Despite these considerations, an improved assembly and/or linkage map is a necessity in any future trait mapping in Cepaea. The map regions identified are sequence-incomplete, both because of the draft nature of the assembly and because of the rigorous filtering during processing. A further consideration is that there are likely to be assembly and other errors in the existing contigs, such as false SNPs caused by repetitive paralogous sequences, which did not segregate properly in the map. For example, it is otherwise difficult to explain why SNPs from a contig such as tig00045252 (Supplementary Table S4) are found at map positions 31.385, 32.056, 32.727 and 33.398, yet the same positions also coincide with multiple other contigs.

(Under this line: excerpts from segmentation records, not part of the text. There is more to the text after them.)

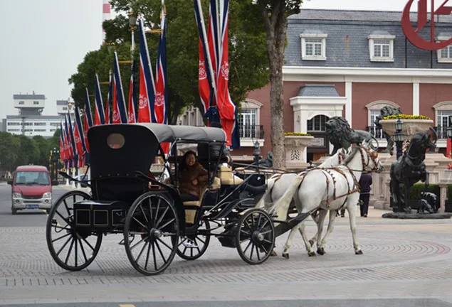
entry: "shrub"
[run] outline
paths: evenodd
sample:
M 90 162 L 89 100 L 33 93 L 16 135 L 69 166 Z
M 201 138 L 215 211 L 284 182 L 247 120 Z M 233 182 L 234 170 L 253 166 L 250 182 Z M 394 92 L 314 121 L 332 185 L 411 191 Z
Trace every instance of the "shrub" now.
M 305 134 L 303 132 L 284 132 L 284 135 L 290 136 L 311 136 L 310 134 Z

Genetics of shell characteristics—a new start

Here we have presented the first high-density, complete linkage map for Cepaea nemoralis and mapped two important shell phenotype loci. The shell ground colour locus C identifies a limited region of linkage group 11 within which the colour and pattern supergene must reside. For the first time we show that the locus U controlling for the mid-banded phenotype is on an unlinked region in linkage group 15. We look forward to the further integration of the linkage map with improved C. nemoralis genome assemblies to fully define the supergene region and this accelerated discovery and understanding of the causative loci. It will be particularly fruitful to compare genes expressed in the mantle with candidates identified by linkage mapping, and to better define the gene regulatory networks controlling trait expression. The linkage map will also be useful in studies of synteny across related species and as a resource in population genomic studies of C. nemoralis.

In their famous paper, Jones et al. (1977) questioned the possibility of understanding polymorphism in Cepaea as possibly ‘a problem with too many solutions’. We hope that the whole-genome linkage map presented here, as well as the mapping of shell-polymorphism loci can serve as a further impetus to understand the genetics underlying the polymorphism in Cepaea, as well as the much wider group of colour polymorphic snails.